Гулко и мерно бухали бондари, набивая обручи, за рекой пыхтела пароотводная трубка сухобаевского завода, где-то торопливо и озабоченно лаяла собака, как бы отвечая заданный урок.
Но уже с утра по улицам города поплелся, как увечный нищий, слух о порче телеграфа.
Как всегда, в девять часов к почтовой конторе подкатилась монастырская бричка с дородной и ласковой матерью Левкадией и смешливой краснощекой послушницей Павлой на козлах; у закрытых дверей конторы стоял седоусый Капендюхин, с трубкой в зубах и грозно сдвинутыми бровями.
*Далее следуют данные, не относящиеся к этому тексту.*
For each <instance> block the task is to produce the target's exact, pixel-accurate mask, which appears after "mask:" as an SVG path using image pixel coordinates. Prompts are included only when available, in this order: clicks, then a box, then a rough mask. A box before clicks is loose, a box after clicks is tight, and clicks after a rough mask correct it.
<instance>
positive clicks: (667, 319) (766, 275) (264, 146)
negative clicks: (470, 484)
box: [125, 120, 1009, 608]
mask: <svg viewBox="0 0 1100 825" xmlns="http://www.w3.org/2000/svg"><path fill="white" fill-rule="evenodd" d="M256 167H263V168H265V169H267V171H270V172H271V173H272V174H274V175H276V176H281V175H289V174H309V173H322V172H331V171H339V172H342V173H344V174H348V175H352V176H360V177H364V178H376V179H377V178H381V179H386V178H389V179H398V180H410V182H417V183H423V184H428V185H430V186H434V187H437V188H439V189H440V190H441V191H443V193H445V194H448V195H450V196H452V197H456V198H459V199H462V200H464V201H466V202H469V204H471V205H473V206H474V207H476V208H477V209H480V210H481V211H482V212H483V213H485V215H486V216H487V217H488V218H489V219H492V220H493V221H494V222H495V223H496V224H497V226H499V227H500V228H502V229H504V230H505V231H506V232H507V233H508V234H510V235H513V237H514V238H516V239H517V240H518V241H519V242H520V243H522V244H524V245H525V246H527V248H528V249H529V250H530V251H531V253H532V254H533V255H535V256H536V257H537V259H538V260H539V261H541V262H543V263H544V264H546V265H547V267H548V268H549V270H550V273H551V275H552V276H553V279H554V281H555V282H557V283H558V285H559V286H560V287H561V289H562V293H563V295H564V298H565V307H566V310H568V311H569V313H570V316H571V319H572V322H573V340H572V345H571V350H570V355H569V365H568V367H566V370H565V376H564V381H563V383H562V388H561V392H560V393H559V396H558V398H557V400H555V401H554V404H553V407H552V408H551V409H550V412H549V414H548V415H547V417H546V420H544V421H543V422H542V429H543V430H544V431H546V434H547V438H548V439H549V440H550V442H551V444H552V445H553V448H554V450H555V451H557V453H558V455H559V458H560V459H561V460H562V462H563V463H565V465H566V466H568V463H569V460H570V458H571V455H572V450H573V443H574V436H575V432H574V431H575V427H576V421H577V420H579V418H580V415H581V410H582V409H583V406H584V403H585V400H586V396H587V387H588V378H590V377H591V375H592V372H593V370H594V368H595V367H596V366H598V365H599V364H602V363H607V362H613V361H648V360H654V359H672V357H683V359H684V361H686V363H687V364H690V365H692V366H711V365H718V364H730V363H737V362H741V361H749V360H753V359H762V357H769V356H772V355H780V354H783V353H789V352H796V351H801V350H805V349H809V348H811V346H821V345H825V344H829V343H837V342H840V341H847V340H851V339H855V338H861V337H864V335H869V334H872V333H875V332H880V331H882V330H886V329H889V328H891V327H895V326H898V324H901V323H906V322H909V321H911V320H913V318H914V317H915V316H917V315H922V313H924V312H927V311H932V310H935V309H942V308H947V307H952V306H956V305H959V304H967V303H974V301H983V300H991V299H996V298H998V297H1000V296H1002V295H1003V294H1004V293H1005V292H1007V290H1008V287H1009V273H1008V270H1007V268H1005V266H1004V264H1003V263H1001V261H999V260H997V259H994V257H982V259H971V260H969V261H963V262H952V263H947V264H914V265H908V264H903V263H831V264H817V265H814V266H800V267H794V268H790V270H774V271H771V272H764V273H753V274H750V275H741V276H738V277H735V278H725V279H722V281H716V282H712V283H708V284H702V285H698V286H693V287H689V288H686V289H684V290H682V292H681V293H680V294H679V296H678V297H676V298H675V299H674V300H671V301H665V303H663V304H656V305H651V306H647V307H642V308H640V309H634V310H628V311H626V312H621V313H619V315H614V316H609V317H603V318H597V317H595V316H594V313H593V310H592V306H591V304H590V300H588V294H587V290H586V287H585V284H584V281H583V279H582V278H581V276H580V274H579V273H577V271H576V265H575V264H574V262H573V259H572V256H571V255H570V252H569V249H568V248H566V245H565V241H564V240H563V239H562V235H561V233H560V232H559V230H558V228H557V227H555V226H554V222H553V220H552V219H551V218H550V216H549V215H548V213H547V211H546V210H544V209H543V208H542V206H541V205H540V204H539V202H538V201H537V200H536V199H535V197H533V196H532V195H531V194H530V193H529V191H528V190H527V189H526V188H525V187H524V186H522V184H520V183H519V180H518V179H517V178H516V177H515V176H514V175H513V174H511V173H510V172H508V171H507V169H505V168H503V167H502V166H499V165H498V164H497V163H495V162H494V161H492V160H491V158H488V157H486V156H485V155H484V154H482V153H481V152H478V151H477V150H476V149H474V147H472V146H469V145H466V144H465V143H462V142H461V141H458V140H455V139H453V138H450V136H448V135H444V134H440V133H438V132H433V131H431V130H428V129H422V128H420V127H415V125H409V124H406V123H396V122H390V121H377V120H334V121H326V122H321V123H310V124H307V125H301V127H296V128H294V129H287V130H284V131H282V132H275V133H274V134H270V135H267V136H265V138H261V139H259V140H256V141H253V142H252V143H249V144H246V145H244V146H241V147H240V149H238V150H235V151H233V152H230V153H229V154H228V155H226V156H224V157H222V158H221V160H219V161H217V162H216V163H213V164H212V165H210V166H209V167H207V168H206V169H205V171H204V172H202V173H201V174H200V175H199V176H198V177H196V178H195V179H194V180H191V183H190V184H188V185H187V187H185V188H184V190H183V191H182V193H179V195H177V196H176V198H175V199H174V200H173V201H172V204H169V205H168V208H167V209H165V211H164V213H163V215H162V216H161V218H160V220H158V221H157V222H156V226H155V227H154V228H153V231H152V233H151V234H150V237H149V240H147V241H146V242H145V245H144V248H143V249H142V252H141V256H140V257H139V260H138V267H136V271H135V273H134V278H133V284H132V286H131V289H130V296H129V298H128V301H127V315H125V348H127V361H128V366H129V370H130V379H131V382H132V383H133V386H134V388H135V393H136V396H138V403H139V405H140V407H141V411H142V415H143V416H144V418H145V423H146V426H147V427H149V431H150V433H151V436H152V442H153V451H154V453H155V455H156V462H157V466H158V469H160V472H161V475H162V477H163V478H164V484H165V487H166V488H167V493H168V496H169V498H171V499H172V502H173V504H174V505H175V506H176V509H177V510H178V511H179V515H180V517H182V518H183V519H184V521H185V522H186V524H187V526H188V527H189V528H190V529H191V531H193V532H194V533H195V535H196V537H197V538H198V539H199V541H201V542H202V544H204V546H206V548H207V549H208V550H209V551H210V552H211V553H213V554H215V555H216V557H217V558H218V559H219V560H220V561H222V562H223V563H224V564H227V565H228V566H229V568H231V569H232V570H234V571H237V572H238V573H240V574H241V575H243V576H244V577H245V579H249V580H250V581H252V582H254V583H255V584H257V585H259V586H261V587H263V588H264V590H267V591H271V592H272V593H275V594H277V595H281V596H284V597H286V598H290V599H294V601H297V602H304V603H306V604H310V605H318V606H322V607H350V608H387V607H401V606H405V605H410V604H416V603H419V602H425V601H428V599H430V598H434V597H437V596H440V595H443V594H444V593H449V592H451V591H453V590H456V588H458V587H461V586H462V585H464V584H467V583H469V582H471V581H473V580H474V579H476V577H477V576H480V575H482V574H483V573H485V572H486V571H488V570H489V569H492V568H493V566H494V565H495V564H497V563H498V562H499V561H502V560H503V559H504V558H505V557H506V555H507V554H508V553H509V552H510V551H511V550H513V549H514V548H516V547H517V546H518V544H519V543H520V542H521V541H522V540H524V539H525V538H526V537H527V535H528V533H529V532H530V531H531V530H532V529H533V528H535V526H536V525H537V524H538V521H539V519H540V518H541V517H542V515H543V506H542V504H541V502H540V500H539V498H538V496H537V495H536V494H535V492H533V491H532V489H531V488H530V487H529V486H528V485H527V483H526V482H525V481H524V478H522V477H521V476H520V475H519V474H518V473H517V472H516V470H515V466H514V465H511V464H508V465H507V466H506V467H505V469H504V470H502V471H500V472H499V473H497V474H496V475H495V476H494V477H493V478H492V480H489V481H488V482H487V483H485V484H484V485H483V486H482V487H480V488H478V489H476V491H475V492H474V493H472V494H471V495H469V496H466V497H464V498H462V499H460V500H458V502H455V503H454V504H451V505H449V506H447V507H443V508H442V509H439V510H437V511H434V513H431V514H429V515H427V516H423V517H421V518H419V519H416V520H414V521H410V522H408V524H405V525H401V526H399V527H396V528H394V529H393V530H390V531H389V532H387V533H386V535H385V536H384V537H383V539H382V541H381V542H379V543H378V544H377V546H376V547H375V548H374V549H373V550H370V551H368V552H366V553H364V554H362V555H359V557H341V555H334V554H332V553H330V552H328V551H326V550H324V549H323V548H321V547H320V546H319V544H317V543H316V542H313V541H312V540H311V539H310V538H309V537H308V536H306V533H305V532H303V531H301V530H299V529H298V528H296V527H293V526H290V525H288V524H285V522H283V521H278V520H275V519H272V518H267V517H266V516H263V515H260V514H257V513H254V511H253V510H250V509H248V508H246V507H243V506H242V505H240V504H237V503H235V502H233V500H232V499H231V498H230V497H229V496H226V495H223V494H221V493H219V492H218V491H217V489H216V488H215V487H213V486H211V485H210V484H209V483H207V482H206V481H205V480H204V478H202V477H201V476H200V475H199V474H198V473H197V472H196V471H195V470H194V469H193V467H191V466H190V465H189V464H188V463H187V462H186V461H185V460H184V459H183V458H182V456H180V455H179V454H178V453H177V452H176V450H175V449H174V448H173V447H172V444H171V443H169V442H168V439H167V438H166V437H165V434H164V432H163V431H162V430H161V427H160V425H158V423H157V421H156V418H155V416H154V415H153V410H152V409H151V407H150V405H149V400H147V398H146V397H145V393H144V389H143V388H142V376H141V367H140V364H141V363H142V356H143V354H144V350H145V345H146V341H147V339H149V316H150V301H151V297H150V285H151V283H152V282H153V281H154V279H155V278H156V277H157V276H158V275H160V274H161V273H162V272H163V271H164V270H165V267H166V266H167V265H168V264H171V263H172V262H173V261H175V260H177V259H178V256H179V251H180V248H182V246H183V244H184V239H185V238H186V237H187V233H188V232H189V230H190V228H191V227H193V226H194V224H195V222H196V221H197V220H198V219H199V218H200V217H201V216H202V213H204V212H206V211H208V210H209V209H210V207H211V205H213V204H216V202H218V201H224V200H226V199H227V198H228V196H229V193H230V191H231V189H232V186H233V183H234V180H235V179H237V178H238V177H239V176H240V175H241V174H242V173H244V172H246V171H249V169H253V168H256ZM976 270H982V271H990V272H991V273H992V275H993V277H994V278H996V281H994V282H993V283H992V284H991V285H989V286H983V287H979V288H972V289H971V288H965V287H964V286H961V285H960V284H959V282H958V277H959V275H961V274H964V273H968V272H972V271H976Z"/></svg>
Покряхтывая, мать Левкадия вылезла из брички и остановилась у крыльца, удивленная необычным выражением давно и хорошо знакомого ей добродушного лица.
— Здравствуй, Нифонт! Бог милости прислал!
— Благодарствуйте, — ответил городовой таким тоном, как будто говорил: «Ну, нет, меня не обманешь!»
И, надув щеки, взглянул в небо.
— Ну-ка, открой дверь-то! — попросила монахиня.
Капендюхии посмотрел на нее сверху вниз и спросил:
— А зачем?
— Как это — зачем? — обиженно сказала монахиня. — Ведь я же за почтой приехала и две депеши у меня…
— Почты никакой не буде!
Старушка взволновалась.
— О господи, спаси и помилуй, — что ты? И вчера не было… Неужто грех какой-нибудь в дороге?
Капендюхин внушительно поднял руку и остановил ее:
— Вы, мать Лекадия, слухов не пускайте! Вам уже сказано — почты вовсе не будет, и — все тут!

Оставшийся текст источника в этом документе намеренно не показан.